We've talked in this conference call about -- in a way, resources are limited through, I'd say, the first half -- or second half of '09, yet you've also mentioned, Dr. Burns, we're look at acquisitions and I'm just curious from a financial standpoint how we can do this. How can we continue to acquire companies under the guise of creating shareholder value, yet the share price continues to go down?

Yes, we don't have any immediate situations that we need to report on, but these kind of com -- our kind of companies are still limited by scale, they're limited by -- and they have to continue to derisk, so that even though the stock prices are down and the market cap is low, I think it's still prudent to continue to look.

Thank, sir. Thank you very much.

Thank you. (OPERATOR INSTRUCTIONS) Our next question comes from [Matthew Alamena] of Jesup & Lamont . Please go ahead.

Good morning, gentlemen.

Good morning, Matt.

A question about the recent activity by Pfizer in their acquisition of Incisive and Seronex, Seronex being private, Incisive being public. The Incisive was about a $195 million acquisition. I believe they -- believe they have one drug in Phase 3 and a couple of other compounds, I think, in 1 and 2. When you look at that acquisition and compare it to not only the dollars that's already been expended into EntreMed on a cumulative basis, but also your current compounds and valuation currently, I'm sure you guys have looked at that, and just out of curiosity, maybe Dane, from an accounting standpoint, if you could make some sort of articulation with regard to that?

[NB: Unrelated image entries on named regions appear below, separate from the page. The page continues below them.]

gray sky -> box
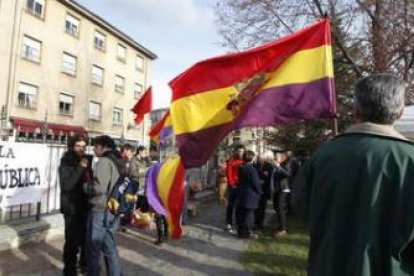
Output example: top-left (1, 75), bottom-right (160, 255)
top-left (77, 0), bottom-right (226, 108)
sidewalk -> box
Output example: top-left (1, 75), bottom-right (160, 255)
top-left (0, 202), bottom-right (250, 276)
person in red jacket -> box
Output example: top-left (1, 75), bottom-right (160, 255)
top-left (226, 145), bottom-right (244, 233)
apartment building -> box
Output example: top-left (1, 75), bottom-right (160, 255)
top-left (0, 0), bottom-right (156, 146)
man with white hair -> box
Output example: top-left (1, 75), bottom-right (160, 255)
top-left (297, 74), bottom-right (414, 276)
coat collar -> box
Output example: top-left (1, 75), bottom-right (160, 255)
top-left (344, 122), bottom-right (409, 141)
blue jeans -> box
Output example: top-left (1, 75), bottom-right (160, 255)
top-left (86, 210), bottom-right (122, 276)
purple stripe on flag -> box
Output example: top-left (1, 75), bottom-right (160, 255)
top-left (160, 126), bottom-right (173, 145)
top-left (176, 78), bottom-right (336, 168)
top-left (145, 162), bottom-right (167, 216)
top-left (234, 78), bottom-right (336, 129)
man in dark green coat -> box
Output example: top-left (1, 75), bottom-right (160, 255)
top-left (297, 74), bottom-right (414, 276)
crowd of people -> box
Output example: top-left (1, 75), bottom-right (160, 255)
top-left (59, 135), bottom-right (168, 275)
top-left (55, 74), bottom-right (414, 276)
top-left (217, 145), bottom-right (300, 238)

Not sure that I understand your question, Matt, are you -- is it a --

Well, essentially your market cap right now is about $60 million, Incisive was bought out $195 million. They do have one drug in Phase 3 trials. Obviously the valuation seems to be low from a reasonable perspective, although the Panzem® oncology decision obviously is something that some investors may have smelt that a while ago and of therefore it's reflected in the stock price. What I'm really trying to say is that I think what you're hearing from investors is a disappointment, to say the least, and then a question of whether or not your Company should be a stand-alone company, and whether or not it should be part of another company. And given the level of activity by big pharma in oncology, it seems to be an open question. I just want you guys to address that, if you can.

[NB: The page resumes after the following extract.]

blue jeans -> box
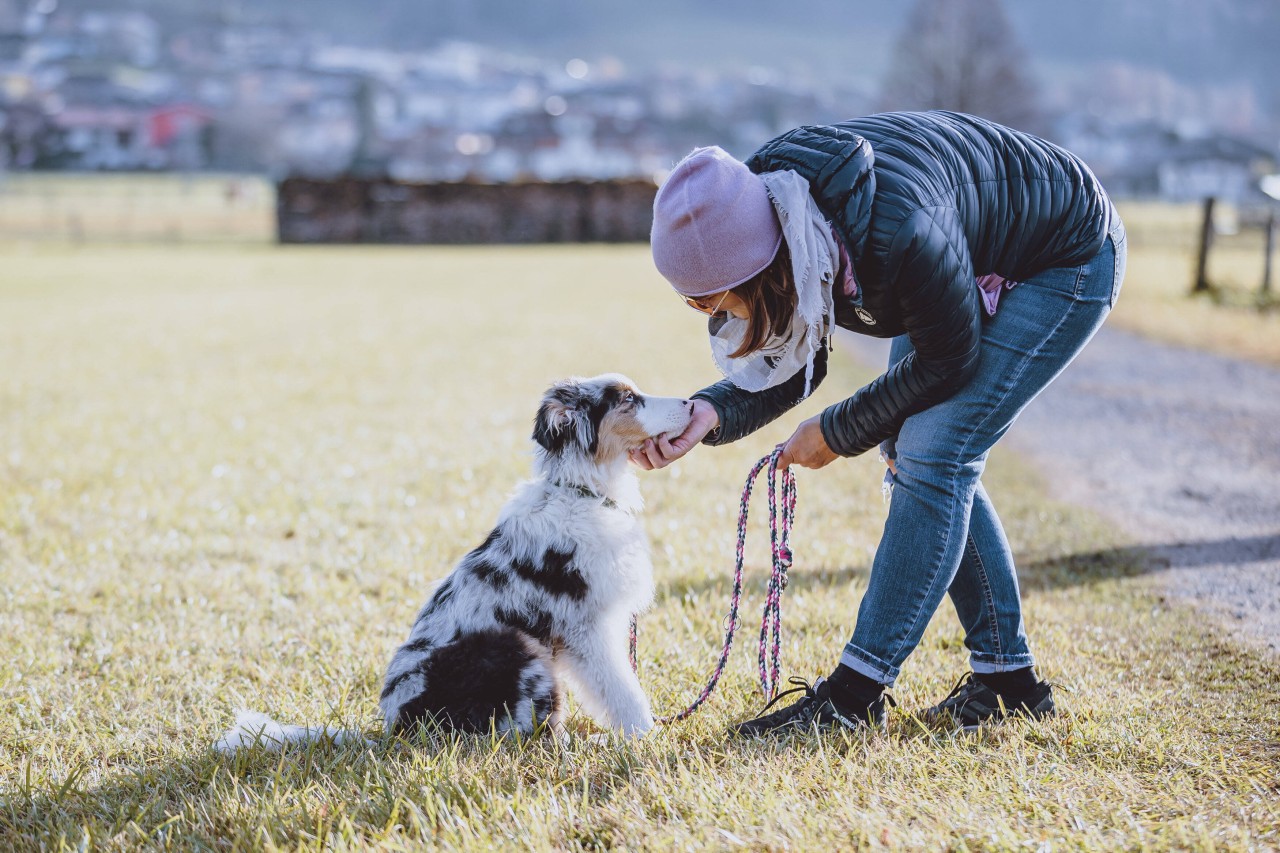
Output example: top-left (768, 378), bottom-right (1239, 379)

Well, is the suggestion, Matt, that we put ourselves up for sale?

Well, I think that is the suggestion.

Okay. I wanted to be clear I understood the question. Right now we have no plans to put ourselves up for sale. We think -- we're following a plan that we put in place three years ago to build a pipeline. We think we have a pipeline that is not a refle -- the current market value is in the a reflection of the pipeline that exists or the potential for that pipeline, and the program that we are on and that's supported by our board is to continue moving forward as an individual company and to continue to exploit those assets and to move in a way that we can start to monetize some portion of individual programs. That's the program we're on. And it doesn't mean that we wouldn't have a conversation at a board meeting in the future about the other, but so far that hasn't been the case.

Okay. Thanks a lot, guys.

Thank you. There are no further questions. I will turn the floor back to Mr. Burns for closing remarks.

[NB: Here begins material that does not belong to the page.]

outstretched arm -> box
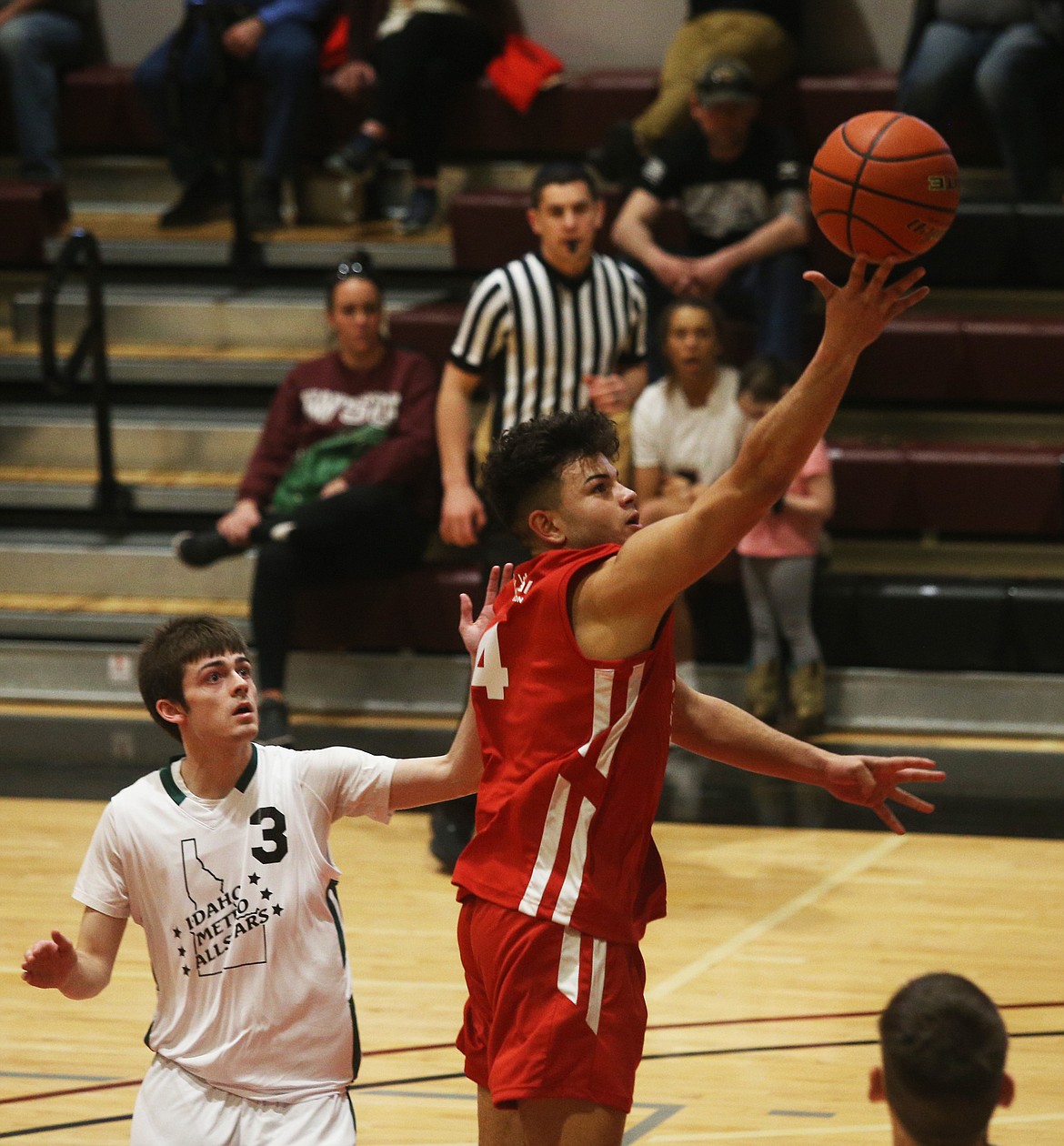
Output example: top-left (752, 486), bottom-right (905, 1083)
top-left (574, 259), bottom-right (928, 657)
top-left (22, 908), bottom-right (126, 1000)
top-left (672, 680), bottom-right (946, 834)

Again, I want to thank everybody for their participation today, for your continued support. We know these are tough times. We hear your views and comments and questions. Believe me, when we -- I'm aware of every phone call and every e-mail that comes from investors, and we can't always respond to them for obvious reasons as a public company, but we are sensitive to the understanding, we appreciate the comments and the suggestions. and I just want to thank everybody for that.. We will also go back and review among the management team the questions and the comments associated with management participation in stock purchases. So with that I'd like to thank you all for your participation and continued interest in the Company, and that concludes today's teleconference.

Thank you. This concludes today's teleconference. Please disconnect your lines at this time, and have a wonderful day.